Machine-learning from a practitioner's POV is not at all like the textbooks and theoretical papers suggest. I'd estimate that less than 10% of one's time goes into the "fun" part of machine learning - brainstorming new signals and writing the code to extract them and feed them into your classifier - and 90% is on the kind of grunt work that hard science grad students do all the time. You get paid well for it, but that's because a lot of the work is really boring and time-consuming. I suspect that I get a far more frequent rush of accomplishment as a mostly-UI guy than the data scientists in my department get.
It's a tool. It works well in some cases, but it can take a lot of effort to get it to work well.

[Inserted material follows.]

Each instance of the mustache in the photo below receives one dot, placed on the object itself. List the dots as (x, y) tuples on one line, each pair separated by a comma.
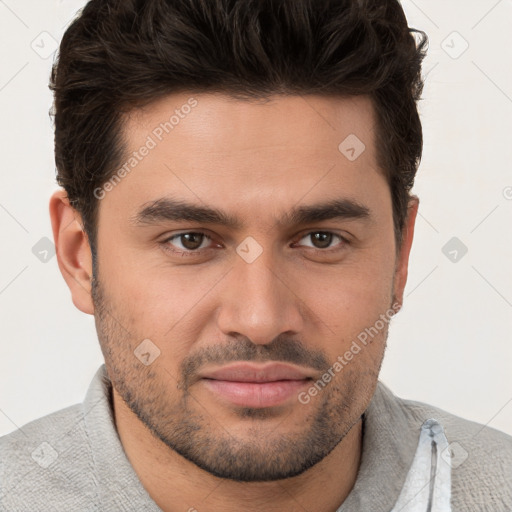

Part of what makes data science fun is the machine learning itself. And an equally interesting part of it is is that it involves so many other parts of computer science that a typical corporate job would call "too hard" and isolate you from.
At least based on what I've seen, data scientists are respected and this means they get dibs on the most interesting projects. However, the interesting projects themselves involve a lot of detailed work (that's the nature of technology) and if you're that interested, you're going to want to do it yourself, at least until you really understand the problem (at which point, you'll automate the dull stuff).
I wonder how easy would it be to actually do so?
For example, "Carolina beat Duke" follows from "Carolina defeated the Duke Blue Devils once again". I have a demo here: http://ec2-23-22-22-135.compute-1.amazonaws.com:8001/demo
Here's an example app that uses entailment recognition to answer natural language polar (yes or no) questions: gavinmh.github.io/HelloTablet.
I'd be happy to talk to anyone who is interested in getting involved.
I use a simpler alignment representation, and use semantic role types in the predictions.